Mark Wahlberg stars as the real-life titular character in Joe Bell, opening this Friday, July 23. Bell lost his gay son to suicide after bullying in his high school drove him over the edge. Wanting to do something, Bell decides to walk across America on a mission to raise awareness about bullying and acceptance across the heartland of this country in hopes that a few minds may be changed, and other lives may be saved.
Reid Miller is Jadin Bell, the teen who feels lost in his small town at the least and at the worst discriminated against so fiercely that living is too painful. His relationship with his father is complicated. Joe doesn’t have a problem with his son’s sexuality, as long as he practices his cheer routine in the backyard while he is inside “watching the game.”
When he comes out to his father and mother, the emotional and physical support is lacking in noticeably big ways. It’s not that Jadin is shunned or kicked out by his family. As Wahlberg plays Joe, he is a red-blooded American who is fine with social issues that perhaps his father was against. Yet, his connection to his son fades to nonexistent due to his skewed view that he and Jadin are polar opposites in terms of their interests and even their bond.
Miller portrays the pain and emotional hurricane in the most painfully raw, yet still innocent manner. He is realizing coming to terms with one’s sexuality at a young age, especially in a community that not only shuns anything remotely unique but actively aggressively confronts it, is the absolute worst. This aspect sends Joe into fits of rage internally.

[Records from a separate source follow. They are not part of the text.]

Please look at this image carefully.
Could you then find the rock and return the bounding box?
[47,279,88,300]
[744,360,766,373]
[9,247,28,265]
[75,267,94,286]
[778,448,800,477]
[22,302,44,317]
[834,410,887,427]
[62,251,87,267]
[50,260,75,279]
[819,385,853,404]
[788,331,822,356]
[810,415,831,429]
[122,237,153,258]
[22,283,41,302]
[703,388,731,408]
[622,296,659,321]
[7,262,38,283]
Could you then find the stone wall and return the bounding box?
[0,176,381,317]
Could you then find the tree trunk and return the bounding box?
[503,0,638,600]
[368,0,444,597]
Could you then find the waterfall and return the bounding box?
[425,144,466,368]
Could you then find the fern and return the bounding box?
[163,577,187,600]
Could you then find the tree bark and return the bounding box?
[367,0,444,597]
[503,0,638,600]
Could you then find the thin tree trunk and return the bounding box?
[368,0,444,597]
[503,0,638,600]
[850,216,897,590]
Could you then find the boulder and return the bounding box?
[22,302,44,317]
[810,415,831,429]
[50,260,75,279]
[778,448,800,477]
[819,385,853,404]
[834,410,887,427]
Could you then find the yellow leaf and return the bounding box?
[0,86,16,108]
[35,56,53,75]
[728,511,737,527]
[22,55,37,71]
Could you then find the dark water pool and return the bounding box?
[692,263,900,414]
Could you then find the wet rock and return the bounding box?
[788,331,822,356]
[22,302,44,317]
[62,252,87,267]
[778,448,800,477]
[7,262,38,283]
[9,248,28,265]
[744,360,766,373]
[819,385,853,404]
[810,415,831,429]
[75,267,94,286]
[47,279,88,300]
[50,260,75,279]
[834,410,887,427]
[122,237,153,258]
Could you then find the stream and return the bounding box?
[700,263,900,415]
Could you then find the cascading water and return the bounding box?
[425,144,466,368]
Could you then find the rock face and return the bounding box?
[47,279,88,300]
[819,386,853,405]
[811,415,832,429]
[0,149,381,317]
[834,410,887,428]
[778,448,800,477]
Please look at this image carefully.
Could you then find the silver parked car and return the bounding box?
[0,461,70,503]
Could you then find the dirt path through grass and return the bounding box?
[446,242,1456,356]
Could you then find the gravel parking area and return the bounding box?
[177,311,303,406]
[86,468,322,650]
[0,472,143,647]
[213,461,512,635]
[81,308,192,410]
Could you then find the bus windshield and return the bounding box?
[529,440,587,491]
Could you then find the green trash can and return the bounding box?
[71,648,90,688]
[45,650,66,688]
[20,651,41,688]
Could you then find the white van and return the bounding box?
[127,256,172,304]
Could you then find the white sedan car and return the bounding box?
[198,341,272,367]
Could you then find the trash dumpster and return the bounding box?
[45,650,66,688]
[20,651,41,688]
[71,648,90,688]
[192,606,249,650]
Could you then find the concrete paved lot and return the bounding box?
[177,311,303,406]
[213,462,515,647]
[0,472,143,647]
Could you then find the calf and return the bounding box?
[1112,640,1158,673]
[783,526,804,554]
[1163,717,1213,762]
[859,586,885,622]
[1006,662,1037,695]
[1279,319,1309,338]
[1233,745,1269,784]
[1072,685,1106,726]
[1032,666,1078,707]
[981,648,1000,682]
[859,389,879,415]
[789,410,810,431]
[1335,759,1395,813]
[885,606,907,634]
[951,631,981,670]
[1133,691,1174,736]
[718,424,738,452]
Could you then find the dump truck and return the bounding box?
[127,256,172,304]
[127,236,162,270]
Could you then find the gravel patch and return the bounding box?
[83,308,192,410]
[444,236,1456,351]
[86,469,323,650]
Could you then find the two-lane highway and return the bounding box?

Outwardly, Wahlberg seems to simply be plunging ahead with a life is normal sentiment that doesn’t befit his situation. He has a younger son, Joseph Bell (Maxwell Jenkins), who is into wrestling and shows incredible promise. Joe dotes over Joseph and his exploits whereas he practically ignores Jadin. There isn’t a discriminating drop of DNA going through Joe’s body. But there is something right on the surface that is simultaneously unspoken and clear as a dog’s whistle to K9’s ears.
How director Reinaldo Marcus Green has chronologically choreographed his true tale—born on the pages of the script by Diana Ossana and Larry McMurtry—is to flashback and forth between Joe’s march across America and the past where his son’s revelations reverberate through their otherwise seemingly Norman Rockwell household.
This works in its ability to bring shock and awe to a story that many probably already know. But at a certain point, the forward momentum of Joe Bell loses its mojo when this major plot point is revealed.
It’s important to the story and the forward narrative how Green and his team handled the means of storytelling, but it sadly sucks the life out of what was a living and breathing tribute to a father and son story filled with regret. Due to that fact, it does not pack the punch it should have had on everyone witnessing Jarid’s story.
Couple this with a performance from Wahlberg that crisscrosses between a dozen performances he’s turned in previously and a character that feels as if he didn’t fully digest who this Joe Bell guy is. He also struggles with how to meet his own alterations of personal opinions and feelings with an unwavering desire to make his son’s death mean something. It’s a puzzling turn by the veteran actor. His miscues in his latest feature may emerge from what he was working with—the script. There are plot decisions that are questionable, even beyond the big reveal that changes the entire direction of Joe Bell.
Wahlberg is not necessarily miscast. It is more than he is hitting notes that do not quite fit within the dramatic score of what drives Joe Bell. It must be said that the scenes of Joe and Jadin together when acceptance has taken hold are endearing, heartwarming, and feel as authentic as exist in the film. The chemistry between the lead actors works in these moments but doesn’t quite ring true in the home scenes towards the beginning of the tale.
Connie Britton is Lola Bell, Joe’s wife. She’s a fantastic actress. Her work on Friday Night Lights is the stuff of legend. Yet here she is asked to fulfill a role that is too often one we’ve seen continuously in Hollywood creations in the last several decades. The wait-at-home wife, holding down the fort whose most of her lines are delivered on a cell phone talking to her on the road husband while she raises their youngest boy. It is about as interesting as watching paint dry.
Actresses are too often asked to fill these roles and they take them because there aren’t a litany of projects centered around actresses of their age and ability. The thankless mom/wife at home who is holding the family together and stuck at home waiting for her man to do his “thing” is stale and has gotten old beyond its due date.
We recently saw this with Betty Gilpin in The Tomorrow War. Screenwriters are creative beings. There has to be a way that there can be more to these characters than what we are getting.